The regulator opened an inquiry into the charity in 2018 amid concerns that included loans made by the charity to a trustee, management charges paid to a trustee, the use of properties owned by the charity and the change made to the charity’s purposes in 2015. 

The charity has failed to file its accounts on time each year for at least the past five years and its latest accounts, for the year to the end of June 2018, are almost a year overdue.

The regulator said it took action after it was notified that the only active trustee for the charity had resigned. 

It said the charity was registered as a charity in 1996 with objects of benefiting the community “by the preservation and protection of the good health both physical and mental of gay men, lesbians and bisexual people in Scotland, and to provide health education for the benefit of such persons”.

But the OSCR said that the charity submitted amended articles of association with Companies House in June 2015. 

The charity’s purposes in these articles of association were changed to “to provide a safe meeting space for lesbians, gay men and transgender people in the community”, according to the OSCR. 

The charity did not apply to the OSCR for consent to change its purposes, as is required under charitable law, the regulator said. 
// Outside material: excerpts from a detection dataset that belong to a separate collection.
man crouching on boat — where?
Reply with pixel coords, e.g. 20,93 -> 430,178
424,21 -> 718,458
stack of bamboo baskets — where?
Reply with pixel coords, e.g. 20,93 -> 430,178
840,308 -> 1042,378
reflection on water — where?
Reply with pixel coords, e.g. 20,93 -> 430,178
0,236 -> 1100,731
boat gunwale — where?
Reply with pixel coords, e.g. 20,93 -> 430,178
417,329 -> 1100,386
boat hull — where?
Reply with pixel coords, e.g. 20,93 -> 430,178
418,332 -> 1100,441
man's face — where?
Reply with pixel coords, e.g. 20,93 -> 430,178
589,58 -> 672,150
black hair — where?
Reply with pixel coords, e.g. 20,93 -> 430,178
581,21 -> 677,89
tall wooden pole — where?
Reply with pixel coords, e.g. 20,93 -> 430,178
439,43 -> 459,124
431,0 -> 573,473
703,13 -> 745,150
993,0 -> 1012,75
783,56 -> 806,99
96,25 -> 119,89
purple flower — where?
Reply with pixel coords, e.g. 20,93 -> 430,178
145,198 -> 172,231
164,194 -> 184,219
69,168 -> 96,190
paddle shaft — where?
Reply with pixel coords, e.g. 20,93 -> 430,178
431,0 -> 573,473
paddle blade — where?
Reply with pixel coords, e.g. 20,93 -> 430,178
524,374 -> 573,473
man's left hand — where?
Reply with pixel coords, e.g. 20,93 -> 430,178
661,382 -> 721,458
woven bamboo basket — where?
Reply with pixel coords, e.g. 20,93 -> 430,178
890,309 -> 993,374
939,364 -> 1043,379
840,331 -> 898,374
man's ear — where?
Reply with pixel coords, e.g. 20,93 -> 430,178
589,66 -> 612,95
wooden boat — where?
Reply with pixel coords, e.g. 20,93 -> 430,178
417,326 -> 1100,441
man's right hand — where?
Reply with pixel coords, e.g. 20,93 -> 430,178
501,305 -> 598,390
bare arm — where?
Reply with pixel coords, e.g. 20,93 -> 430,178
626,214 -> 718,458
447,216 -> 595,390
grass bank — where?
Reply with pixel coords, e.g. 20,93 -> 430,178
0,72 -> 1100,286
It said the Court of Session had made a ruling to appoint an interim judicial factor to the charity, who would be Emma Porter of Aver Chartered Accountants. 

“As a result of the OSCR’s inquiry, and information gathered in the course of that inquiry, the OSCR reasonably believes that there is or has been misconduct in the administration of the charity and that it is necessary and desirable to act with the purpose of protecting its property and of securing the proper application of such property for its purposes,” the OSCR said.